Mount Hor (Hebrew: הֹר הָהָר, Hor Ha-Har) is the name given in the Old Testament to two distinct mountains. One borders the land of Edom in the area south of the Dead Sea, and the other is by the Mediterranean Sea at the Northern border of the Land of Israel. Mount Hor is significant to the Jews as Aaron the high priest, brother of Moses, died there.
This Mount Hor is situated "in the edge of the land of Edom" (Numbers 20:23 and 33:37) and was the scene of Aaron's , death and burial.
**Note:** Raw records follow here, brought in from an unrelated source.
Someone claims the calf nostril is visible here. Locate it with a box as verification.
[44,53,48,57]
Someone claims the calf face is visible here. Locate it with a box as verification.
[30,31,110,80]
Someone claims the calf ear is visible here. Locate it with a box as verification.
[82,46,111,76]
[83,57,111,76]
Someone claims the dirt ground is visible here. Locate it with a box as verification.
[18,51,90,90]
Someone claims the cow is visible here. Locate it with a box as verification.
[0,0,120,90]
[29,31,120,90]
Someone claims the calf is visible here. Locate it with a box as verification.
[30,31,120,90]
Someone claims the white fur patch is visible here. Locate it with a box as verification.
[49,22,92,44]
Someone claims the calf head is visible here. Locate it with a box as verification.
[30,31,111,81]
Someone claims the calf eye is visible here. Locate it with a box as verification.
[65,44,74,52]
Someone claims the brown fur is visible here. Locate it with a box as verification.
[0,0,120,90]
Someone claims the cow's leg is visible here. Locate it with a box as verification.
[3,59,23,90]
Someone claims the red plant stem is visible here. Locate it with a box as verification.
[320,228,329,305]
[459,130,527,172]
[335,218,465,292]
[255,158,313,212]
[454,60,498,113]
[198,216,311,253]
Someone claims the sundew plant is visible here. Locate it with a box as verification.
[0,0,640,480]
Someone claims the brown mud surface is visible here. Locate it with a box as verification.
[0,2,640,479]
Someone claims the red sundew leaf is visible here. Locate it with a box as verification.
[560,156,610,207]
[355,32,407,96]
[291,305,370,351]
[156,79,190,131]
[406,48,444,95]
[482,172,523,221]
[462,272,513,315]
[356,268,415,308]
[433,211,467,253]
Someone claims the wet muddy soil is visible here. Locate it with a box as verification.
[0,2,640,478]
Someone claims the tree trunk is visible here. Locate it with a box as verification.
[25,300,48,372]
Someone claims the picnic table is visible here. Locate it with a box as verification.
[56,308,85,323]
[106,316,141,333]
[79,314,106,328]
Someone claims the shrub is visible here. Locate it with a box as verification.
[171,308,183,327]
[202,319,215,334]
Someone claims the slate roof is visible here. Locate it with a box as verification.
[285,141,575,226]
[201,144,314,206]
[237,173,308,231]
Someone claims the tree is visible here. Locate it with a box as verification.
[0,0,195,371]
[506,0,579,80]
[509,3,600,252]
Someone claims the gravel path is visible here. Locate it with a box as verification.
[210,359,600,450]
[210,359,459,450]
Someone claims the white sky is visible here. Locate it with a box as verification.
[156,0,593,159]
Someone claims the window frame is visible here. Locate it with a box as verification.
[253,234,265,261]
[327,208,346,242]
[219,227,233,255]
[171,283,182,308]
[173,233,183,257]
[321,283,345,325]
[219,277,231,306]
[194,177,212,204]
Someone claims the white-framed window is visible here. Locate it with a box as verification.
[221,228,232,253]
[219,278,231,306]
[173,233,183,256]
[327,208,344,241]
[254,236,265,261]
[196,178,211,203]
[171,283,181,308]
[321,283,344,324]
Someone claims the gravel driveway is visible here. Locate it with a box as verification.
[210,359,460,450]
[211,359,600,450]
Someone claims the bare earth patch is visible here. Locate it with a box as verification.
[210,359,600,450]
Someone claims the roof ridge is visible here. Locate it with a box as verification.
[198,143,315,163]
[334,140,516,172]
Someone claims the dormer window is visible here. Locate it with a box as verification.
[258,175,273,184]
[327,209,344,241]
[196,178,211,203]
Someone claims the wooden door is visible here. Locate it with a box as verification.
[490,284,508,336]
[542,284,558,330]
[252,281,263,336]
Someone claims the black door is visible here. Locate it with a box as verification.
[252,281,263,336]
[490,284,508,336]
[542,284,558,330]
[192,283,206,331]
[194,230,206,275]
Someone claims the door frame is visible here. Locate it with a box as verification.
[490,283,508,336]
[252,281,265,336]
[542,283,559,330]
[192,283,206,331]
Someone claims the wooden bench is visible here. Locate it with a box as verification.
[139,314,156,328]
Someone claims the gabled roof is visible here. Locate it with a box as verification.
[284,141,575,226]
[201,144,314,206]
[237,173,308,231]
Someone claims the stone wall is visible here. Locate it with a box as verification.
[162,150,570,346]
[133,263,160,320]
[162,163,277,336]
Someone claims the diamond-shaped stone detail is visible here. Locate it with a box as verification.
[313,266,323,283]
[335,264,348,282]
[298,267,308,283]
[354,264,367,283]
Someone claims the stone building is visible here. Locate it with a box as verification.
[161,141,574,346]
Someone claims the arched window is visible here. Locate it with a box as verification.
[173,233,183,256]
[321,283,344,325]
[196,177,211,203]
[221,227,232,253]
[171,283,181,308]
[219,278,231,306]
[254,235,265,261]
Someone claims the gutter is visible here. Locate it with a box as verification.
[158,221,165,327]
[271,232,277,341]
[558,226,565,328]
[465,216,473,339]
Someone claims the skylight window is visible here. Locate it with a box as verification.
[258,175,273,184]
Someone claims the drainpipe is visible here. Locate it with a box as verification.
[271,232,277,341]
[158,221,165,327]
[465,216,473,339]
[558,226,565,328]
The exact location of Mount Hor is an interesting topic of debate, but based on the writing of Josephus it has customarily been identified with the Jebel Nebi Harun ("Mountain of the Prophet Aaron" in Arabic), a twin-peaked mountain 4780 feet above sea-level (6072 feet above the Dead Sea) in the Edomite Mountains on the east side of the Jordan-Arabah valley. On the summit is a shrine, the Tomb of Aaron, said to cover the grave of Aaron.
Some investigators at the turn of the 20th century dissented from this identification: for example, Henry Clay Trumbull preferred the Jebel Madara, a peak northwest of 'Ain Kadis.
Another Mount Hor is mentioned in the Book of Numbers, defining the northern boundary of the Land of Israel. It is traditionally identified as the Nur or Amanus Mountains. When in the Second Temple period, Jewish authors seeking to establish with greater precision the geographical definition of the Promised Land, began to construe Mount Hor as a reference to the Amanus range of the Taurus Mountains, which marked the northern limit of the Syrian plain.